Cinque volte. In un settore dove la reputazione si costruisce visita dopo visita, diagnosi dopo diagnosi, non è una cifra banale. Giovanni Alongi, medico angiologo siciliano originario dell'Agrigentino, ha vinto per la quinta volta il MioDottore Awards come miglior angiologo d'Italia. Il premio viene assegnato sulla base di tre fattori: le recensioni dei pazienti, l'attività professionale svolta e il voto espresso dalla comunità medica. Non una giuria singola, dunque, ma un sistema che prova a misurare insieme reputazione, continuità clinica e riconoscimento tra pari.
Il meccanismo ha i suoi limiti — nessun premio online può sostituire la valutazione clinica di una carriera — ma in questo caso dice qualcosa di preciso: i pazienti continuano a tornare e a parlarne bene, e i colleghi confermano. In medicina, soprattutto nelle discipline che trattano dolore cronico e patologie spesso sottovalutate, non è poco.

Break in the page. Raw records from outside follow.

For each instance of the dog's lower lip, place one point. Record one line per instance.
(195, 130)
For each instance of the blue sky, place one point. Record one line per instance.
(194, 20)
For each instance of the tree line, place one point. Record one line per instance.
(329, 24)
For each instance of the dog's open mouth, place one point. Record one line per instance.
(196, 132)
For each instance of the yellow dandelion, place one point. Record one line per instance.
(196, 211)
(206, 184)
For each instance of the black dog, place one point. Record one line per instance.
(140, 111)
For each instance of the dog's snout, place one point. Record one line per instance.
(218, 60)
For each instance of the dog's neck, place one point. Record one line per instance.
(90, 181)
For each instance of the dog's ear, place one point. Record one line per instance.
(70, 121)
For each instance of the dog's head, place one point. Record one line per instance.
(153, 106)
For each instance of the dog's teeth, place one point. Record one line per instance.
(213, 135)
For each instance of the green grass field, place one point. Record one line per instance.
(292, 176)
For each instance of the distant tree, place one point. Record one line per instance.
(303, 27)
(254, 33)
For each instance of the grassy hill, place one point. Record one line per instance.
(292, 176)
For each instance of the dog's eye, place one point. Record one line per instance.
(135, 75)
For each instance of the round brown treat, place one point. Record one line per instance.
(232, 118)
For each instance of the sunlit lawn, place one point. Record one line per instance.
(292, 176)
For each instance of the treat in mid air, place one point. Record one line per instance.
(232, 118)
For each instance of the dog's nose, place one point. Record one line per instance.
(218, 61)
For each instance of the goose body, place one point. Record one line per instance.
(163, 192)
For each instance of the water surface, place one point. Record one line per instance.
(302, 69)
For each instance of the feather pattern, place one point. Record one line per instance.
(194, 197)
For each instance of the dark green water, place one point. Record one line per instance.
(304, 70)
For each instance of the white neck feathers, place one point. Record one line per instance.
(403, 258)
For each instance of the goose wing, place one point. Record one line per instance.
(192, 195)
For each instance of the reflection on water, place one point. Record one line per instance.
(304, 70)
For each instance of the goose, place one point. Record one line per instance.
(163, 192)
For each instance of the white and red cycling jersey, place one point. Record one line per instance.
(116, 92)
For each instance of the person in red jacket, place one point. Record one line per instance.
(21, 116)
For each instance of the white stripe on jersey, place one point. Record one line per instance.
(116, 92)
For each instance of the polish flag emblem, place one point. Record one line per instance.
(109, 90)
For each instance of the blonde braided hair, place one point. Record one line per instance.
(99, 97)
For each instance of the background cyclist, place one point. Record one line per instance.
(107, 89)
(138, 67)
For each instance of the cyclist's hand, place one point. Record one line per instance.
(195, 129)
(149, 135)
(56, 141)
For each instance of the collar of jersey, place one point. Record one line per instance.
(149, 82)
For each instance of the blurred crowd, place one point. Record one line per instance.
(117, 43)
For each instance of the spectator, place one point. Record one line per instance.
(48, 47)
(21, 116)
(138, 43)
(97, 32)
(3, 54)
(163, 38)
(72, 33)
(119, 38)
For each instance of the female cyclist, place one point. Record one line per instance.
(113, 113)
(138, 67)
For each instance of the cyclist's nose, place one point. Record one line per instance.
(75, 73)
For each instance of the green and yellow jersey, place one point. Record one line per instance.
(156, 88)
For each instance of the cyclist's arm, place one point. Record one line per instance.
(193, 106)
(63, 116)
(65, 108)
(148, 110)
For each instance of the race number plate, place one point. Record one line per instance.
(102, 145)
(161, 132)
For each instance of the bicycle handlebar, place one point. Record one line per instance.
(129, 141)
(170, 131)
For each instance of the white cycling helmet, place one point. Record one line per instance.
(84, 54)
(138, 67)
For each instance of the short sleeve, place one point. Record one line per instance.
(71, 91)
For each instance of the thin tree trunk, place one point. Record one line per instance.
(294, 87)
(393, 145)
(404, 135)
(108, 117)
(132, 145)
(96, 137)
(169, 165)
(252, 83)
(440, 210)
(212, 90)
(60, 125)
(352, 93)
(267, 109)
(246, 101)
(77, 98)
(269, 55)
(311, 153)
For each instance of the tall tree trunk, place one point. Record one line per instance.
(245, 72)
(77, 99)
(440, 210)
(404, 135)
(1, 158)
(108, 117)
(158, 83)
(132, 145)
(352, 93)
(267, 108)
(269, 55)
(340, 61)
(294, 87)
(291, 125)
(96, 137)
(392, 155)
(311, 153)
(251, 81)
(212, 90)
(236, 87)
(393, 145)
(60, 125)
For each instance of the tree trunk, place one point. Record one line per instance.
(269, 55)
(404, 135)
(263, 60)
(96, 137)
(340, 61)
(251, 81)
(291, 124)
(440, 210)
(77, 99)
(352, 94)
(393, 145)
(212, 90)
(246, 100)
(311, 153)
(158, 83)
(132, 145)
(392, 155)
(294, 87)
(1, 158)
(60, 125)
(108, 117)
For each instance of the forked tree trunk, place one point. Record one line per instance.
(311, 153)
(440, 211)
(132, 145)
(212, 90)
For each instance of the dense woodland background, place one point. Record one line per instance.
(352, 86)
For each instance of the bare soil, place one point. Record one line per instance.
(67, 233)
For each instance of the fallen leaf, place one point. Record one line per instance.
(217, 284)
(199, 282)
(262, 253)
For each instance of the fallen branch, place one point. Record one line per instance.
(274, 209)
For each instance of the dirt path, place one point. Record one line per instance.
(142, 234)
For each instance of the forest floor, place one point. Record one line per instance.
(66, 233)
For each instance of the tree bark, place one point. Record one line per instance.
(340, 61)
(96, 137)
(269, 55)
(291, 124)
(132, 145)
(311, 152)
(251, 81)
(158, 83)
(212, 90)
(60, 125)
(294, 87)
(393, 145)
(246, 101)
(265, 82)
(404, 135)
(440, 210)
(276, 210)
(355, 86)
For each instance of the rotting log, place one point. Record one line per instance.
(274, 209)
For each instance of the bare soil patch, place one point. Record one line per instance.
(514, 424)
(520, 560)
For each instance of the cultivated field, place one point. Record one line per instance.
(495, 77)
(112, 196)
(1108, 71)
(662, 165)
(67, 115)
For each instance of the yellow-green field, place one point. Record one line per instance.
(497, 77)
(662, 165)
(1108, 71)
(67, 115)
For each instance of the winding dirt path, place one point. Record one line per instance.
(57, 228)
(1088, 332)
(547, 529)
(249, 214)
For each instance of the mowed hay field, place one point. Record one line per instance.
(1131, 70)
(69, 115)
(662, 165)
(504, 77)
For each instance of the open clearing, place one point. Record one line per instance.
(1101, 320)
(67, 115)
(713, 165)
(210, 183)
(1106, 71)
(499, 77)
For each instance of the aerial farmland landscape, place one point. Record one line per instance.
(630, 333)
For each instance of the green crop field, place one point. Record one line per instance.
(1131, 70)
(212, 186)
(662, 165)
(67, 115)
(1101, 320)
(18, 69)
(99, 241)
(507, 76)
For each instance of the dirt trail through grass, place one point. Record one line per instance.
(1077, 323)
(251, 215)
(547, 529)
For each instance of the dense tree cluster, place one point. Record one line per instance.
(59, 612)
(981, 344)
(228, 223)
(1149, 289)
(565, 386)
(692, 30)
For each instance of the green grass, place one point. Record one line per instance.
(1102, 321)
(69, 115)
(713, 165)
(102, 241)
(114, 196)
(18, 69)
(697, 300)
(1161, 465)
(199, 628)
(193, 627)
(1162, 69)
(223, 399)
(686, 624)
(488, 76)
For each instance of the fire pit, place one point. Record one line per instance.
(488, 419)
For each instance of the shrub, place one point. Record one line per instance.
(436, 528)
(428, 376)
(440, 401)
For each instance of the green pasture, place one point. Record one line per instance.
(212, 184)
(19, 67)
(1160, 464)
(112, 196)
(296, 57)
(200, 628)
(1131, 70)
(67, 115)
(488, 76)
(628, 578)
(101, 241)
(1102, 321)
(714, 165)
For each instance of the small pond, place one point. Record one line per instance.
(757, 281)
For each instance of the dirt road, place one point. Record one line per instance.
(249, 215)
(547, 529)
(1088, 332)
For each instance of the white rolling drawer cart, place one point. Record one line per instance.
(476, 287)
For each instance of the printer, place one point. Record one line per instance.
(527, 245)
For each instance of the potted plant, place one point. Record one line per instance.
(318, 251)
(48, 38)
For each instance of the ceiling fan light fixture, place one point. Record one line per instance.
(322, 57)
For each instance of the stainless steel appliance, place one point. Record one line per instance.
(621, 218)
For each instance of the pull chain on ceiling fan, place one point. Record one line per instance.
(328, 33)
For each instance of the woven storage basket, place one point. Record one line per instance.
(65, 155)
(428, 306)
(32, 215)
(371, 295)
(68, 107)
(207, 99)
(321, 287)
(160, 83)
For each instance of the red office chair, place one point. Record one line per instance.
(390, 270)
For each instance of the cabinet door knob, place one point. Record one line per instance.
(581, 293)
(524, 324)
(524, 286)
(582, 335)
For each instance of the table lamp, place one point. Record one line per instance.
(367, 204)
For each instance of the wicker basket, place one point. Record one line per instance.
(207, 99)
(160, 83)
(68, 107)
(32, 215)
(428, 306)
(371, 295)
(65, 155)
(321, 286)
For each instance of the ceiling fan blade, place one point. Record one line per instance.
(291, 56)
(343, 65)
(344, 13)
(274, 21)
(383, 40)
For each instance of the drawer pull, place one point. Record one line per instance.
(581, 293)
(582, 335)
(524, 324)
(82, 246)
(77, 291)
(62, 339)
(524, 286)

Un percorso costruito sull'angiologia mini-invasiva
Alongi è specialista nelle malattie dell'apparato cardiovascolare con una focalizzazione sulle patologie venose trattate con tecnologie di ultima generazione. Il suo percorso include esperienze in centri internazionali in Brasile, Francia e Stati Uniti e una presenza regolare come relatore ai principali congressi del settore. Viene indicato come pioniere in Italia di tecniche come la Clacs e della mousse emodinamica guidata da Veinviewer.